Paul Hindemith
London- and Seattle-based Tom Luce contributes the following review:
Faith, Despair, and Blasphemy: An Interestingly Different Salzburg Christmas Concert
Though Salzburg, Mozart’s birthplace, ultimately drove the young composer away, the city has built a major tourist industry on its connection with him. Wherever you go, there are chocolate Mozarts and much touting of concerts of his music, even outside the prestigious Summer Festival or the “Mozart Week” each January.
In the run-up to Christmas in Salzburg, however, Mozart has to compete with two other icons. Most prominently, of course, there is the founder of the feast whose birth is celebrated with the full traditions of Austrian Catholicism — services, carols, and readings in the many churches and Christmas markets in every available city square. But, because he too hailed from the locality, there is also Joseph Mohr, author of the iconic carol “Stille Nacht, heilige Nacht.’’
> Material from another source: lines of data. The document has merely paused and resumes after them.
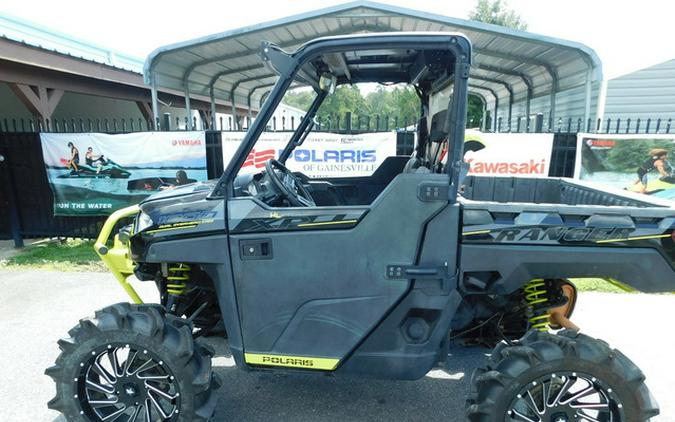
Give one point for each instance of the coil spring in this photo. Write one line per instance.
(179, 275)
(536, 296)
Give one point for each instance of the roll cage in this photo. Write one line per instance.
(427, 60)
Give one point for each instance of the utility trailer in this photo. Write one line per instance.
(369, 276)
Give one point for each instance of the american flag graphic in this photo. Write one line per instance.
(258, 158)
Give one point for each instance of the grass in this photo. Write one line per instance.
(596, 285)
(69, 255)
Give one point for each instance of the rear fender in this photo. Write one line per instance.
(644, 269)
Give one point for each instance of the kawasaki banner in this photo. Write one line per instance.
(96, 174)
(508, 154)
(638, 163)
(322, 155)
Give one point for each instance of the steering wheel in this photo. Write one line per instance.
(288, 185)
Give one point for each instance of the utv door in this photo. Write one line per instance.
(312, 282)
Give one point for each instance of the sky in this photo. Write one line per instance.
(627, 35)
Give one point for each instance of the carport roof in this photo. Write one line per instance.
(508, 64)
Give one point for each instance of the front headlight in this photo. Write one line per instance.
(143, 221)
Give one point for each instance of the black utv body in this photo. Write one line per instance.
(372, 276)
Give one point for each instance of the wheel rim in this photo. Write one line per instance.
(125, 383)
(565, 398)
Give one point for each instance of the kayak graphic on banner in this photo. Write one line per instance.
(96, 174)
(508, 154)
(638, 163)
(322, 155)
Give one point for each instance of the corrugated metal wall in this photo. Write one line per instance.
(570, 104)
(645, 94)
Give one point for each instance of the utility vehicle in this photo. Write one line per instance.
(370, 276)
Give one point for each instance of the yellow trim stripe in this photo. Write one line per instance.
(657, 236)
(191, 226)
(478, 232)
(305, 362)
(326, 223)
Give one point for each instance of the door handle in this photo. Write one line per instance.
(253, 249)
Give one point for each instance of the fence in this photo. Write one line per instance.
(537, 124)
(345, 123)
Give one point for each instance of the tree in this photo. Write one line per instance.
(497, 12)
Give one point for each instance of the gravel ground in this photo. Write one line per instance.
(38, 307)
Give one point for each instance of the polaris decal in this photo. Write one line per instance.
(334, 156)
It is this carol, usually sung with feeling, musical finesse, and at moderate volume levels, which dominates Christmas music in Salzburg’s public places. Those who in the festive season need constant and much louder reminders of jingling bells, reindeers with unusual aids to navigation, and White Christmas fantasies would be badly deprived in this city: For others it is a welcome refuge.
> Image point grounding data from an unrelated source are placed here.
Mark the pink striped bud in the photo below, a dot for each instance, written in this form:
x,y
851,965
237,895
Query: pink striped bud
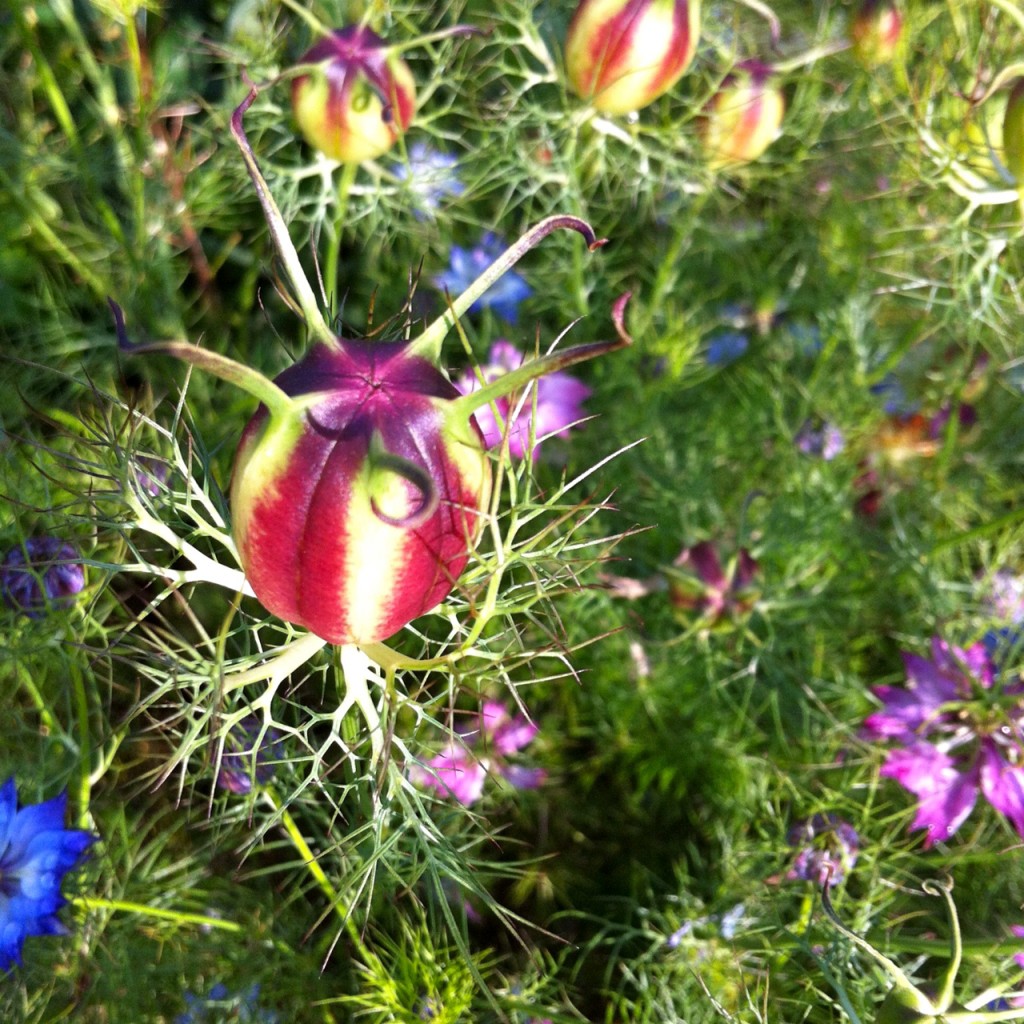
x,y
623,54
356,513
358,99
1013,133
361,481
876,33
743,117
But on a visit a few days ago, it was music of a different stamp which provided my wife and me with our most profound cultural experience. We discovered — by chance because there seemed to be little publicity — that the student orchestra and vocal students from the Mozarteum, the distinguished local music conservatory, were to give a concert (on 11 December) featuring music by Frank Martin, Alban Berg, and Paul Hindemith.
The programme was seasonal in being throughout concerned with the Christian religion, but hardly in a predictable way. It got off to a doctrinally orthodox start with Martin’s Six Monologues for Baritone and Orchestra, composed to texts from Jedermann — a reworking by Hugo von Hofmannsthal of the medieval English mystery play Everyman. This moving sequence takes a searching soul from fear of death through repentance to forgiveness through faith. It was followed by Alban Berg’s Three Fragments from Wozzeck (Marie’s admiration of the Drum Major in Act 1, her despairing invocation to the Virgin Mary in Act 3, and the opera’s concluding tragic passacaglia and bleak ending with her poor child abandoned). Finally, we had a semi-staged performance of Hindemith’s one-act opera Sancta Susanna, the story of sex in a nunnery which ends with the heroine snatching the loincloth from the figure of the crucified Christ and, to cries of “Satan” from her horrified conventual sisters, inviting eternal punishment. This iconoclastic work, in spirit as well musical style the opposite of Puccini’s saccharine Suor Angelica, created a great scandal when first given in 1922 and drew from the Vatican a complaint of blasphemy.
The programme was given to a very high standard. The orchestra’s delivery of these extremely demanding scores displayed great accomplishment. The vocal parts were sung with distinction: Fernando Araujo was the fine baritone in the Martin piece, Meredith Hoffmann Thomson made a deeply moving Marie, and Elizabeth de Roo and Julia Rath very successfully took the two main parts in the Hindemith opera. Hans Graf, formerly Music Director in Houston and now the Mozarteum’s chief conducting professor, presided inspirationally. The concert was to be repeated the next day, with student conductors and different student soloists.
On the showing of this ambitious concert, programmed with brilliant originality and superbly performed, the City of Salzburg, or at least its conservatory, maintains and continues to develop a musical culture of formidable professionalism, breadth of outlook, and openness of mind which may be truer to the legacy of its most-famous musical son than most casual tourists would realise when contemplating the conventionally bewigged and elegant figure represented on the chocolate Mozart wrappings.